Gazzali’nin toplum anlayışında ideal olan toplumsal yaşayışa ulaşılması için Allah

inancı ve Hz. Peygamber çok önemlidir. Nihai olarak, toplum insanın benlik

algısının şekillenmesinin en önemli unsurlarından biri olduğu gibi insanın kendini

tanımasının, sınırlarını ve yeteneklerini bilmeye çalışmasının doğal bir ortamı

olmaktadır.

Gazzali’de insan ve eğitim ilişkisi, eğitimin üç unsurundan (ilim, öğretmen,

öğrenci) hareketle incelenmiştir. Eğitim, toplumdaki düzen, insan ilişkilerindeki

uyum ve ahlaki zeminde oturtulması gereken bir alandır. Ailede başlayan eğitim,

öğretmenin tutumu ve öğretmenin, öğrencinin yapması ve yapmaması gerekenleri

öğrenmesiyle gerçekleşmelidir. Gazzali’nin düşüncesinde öğrenciye verilecek olan

eğitimde, eğitim ilkesi olarak insana göre yani bireysel farklılıklar dikkate alınarak,

somuttan soyuta giden, sevdirerek gerçekleşen, korkutma ve cezaya da dikkat

edilerek yapılması gereken bir eğitim söz konusudur.

139

Gazzali insanın teorik ve pratik hayatının en önemli alanlarından bir diğeri

olan ahlaka çok fazla değinmiştir. Ahlakın temel dayanağı Kitap ve Sünnettir.

Ahlakın teorik ve pratik ahlak olarak iki boyutundan bahsedilebilir. Gazzali’de

insanın ahlak ile olan ilişkisinde birbirinden ayrılmayan içiçe geçmiş bir bütünlük

görülmektedir. İnsan ailesinde bir ahlak üzerine doğar.
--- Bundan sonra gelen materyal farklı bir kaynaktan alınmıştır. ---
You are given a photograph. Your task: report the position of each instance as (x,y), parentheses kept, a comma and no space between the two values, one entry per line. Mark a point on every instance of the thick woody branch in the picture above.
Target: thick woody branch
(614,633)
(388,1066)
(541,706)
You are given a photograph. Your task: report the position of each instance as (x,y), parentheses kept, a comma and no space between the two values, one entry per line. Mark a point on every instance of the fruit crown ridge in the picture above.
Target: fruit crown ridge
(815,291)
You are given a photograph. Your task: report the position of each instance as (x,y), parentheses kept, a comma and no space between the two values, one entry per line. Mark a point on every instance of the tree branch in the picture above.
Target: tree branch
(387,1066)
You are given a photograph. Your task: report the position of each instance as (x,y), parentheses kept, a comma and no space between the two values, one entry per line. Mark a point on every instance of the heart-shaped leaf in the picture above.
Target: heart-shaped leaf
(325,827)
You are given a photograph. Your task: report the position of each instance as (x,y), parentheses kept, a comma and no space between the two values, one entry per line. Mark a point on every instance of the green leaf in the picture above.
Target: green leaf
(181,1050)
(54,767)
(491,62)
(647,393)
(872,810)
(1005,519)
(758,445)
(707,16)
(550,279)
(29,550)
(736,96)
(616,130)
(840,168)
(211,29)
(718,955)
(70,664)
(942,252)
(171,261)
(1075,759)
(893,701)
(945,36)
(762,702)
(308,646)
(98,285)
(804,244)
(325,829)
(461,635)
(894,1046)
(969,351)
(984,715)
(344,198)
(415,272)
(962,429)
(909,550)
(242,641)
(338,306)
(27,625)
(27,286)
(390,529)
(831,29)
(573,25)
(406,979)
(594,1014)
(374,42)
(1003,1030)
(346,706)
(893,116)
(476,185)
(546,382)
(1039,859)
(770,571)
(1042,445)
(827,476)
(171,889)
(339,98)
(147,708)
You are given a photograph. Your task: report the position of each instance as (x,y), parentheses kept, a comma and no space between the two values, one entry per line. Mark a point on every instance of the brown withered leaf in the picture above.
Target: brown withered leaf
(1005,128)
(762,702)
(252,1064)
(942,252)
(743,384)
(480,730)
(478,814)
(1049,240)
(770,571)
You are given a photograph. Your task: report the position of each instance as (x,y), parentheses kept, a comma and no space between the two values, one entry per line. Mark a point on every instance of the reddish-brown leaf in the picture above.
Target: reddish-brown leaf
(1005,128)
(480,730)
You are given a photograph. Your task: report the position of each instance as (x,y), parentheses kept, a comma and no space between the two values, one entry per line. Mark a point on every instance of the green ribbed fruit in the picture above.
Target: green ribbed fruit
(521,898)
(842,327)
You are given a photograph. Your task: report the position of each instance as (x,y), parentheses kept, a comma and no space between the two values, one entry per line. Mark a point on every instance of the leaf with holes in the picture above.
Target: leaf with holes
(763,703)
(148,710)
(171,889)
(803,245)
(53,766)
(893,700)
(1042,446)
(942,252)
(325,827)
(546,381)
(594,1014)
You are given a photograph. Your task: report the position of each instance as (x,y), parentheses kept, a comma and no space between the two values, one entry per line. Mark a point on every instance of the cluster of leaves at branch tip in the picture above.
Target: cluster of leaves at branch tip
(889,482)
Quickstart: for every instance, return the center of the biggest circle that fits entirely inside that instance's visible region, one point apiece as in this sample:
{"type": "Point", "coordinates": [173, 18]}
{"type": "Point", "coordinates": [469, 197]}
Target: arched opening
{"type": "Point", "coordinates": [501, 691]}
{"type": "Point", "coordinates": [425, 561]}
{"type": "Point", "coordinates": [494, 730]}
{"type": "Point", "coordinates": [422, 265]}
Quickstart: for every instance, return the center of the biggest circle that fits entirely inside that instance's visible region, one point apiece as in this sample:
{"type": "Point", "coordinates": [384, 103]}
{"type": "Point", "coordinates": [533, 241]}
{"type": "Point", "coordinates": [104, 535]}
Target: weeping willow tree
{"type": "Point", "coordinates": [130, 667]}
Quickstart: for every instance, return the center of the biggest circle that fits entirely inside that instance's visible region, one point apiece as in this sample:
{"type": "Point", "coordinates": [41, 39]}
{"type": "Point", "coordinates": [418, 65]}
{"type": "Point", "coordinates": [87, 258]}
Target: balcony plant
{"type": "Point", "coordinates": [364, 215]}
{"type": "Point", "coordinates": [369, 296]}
Bu yüzden insan kendi

karakter ve kişiliğini oluştururken aile, öğretmen, toplum, çevre vs. den etki

almaktadır. Ayrıca insanın ahlaki anlamda kendini tanıması ve değerlendirmesi

toplumun onu değerlendirmesinden farklı olabilmektedir. Bu yüzden insan

yaşayışında sadece kendine ahlaklı değil topluma karşıda ahlaklı olduğu zaman

takdir görecektir.

Gazzali'de ‘insan ve din’ hakkındaki söylemleri İslam dini üzerinden

açıklanmaktadır. Buna göre insanın dine inanması ve ona iman etmesi, ibadet

yapmasını, ameller işlemesini gerektirir. Burada müminlerden bahseden Gazzali

sadece iman etmiş olmanın İslam dini için yeterli olmadığını kaçınılmadan yapılması

gereken dini vecibelerin bulunduğundan da bahsetmektedir. Ayrıca din, insanın ben

kimim, nereden geldim, nasıl yaşamalıyım, nasıl bir insan olmalıyım? Sorularına

cevap bulmasında ve bireyin dini bir kimliğinin oluşmasında yardımcı olmaktadır.

‘İnsan ve bilim’ konusunda Gazzali ilimler tasnifinden sonra bilimler

ayrımında bulunmaktadır. İlimleri uygulaması, konusu, kriteri, üstünlüğü bakımından

değerlendirmektedir. Ayrıca bilimlerin sakıncaları konusunda insanları uyardığı gibi

sakıncalı bilimlerle ilgilenenlere de karşı insanları (halkı) uyarmaktadır. Gazzali

nazarında bilimin insan ile ilişkisi önemlidir ve insan bilimle ilgilenirken bazı

sınırlarının olması gerekir. Bu sınırlar dini çerçevede çizilmektedir. İnsanın bilimle

ilişkisinde önemli olan hususlardan bir tanesi de yapılacak bilimsel arayışta bile içe

yönelik, içsel keşfi temele alan bir yaklaşımın bulunmasıdır. Bilimlerin insan

yaşamını kolaylaştırması söz konusudur. Ancak Gazzali’nin söylemlerinde bahsettiği

üzere sınırı aşmadıkça bilimlerin faydalı yönlerinden yararlanılmalıdır.

Gazzali ‘insan ve tasavvuf’ konusundaki yaklaşımını dikkate alındığında,

insanın bireysel olarak içsel şekilde deneyimleyeceği tasavvuf yolculuğu bireye

düşünsel, yaşayış ve eylemsel anlamda çok başka bir dünya sunmaktadır. Bunu

yapabilmek ve de deneyimlemek her insanın işi değildir. Çünkü tasavvufun insan ile

140

olan ilişkisi özeldir. Bu yola girmek insanı fedakâr yapmaktadır. Bu anlamda

tasavvuf insanın eğer yola çıkarsa, kendini tanımasının ve ‘ben kimim?’ arayışının

içte bulunan cevabı konumundadır. Gazzali tasavvufi anlamda nefis tezkiyelerinden

bahsetmektedir. İnsanın kendini terbiye etmesinde ‘tasavvuf- nefs- kalp- ruh- akıl-

insan’ ilişkisinin mahiyeti önemlidir. Tasavvuf insanın kendini tanımasının bir

anahtarıdır. Doğru yöne çevrilirse ben’i tanımaya dair başka bir kapıdan girilmiş

olunacaktır. Böylece insan felsefesinde insanı tanımak problemine dair yaptığımız

bu çalışmada, Gazzali’de insanı hemen her yönüyle göstermeye çalıştık.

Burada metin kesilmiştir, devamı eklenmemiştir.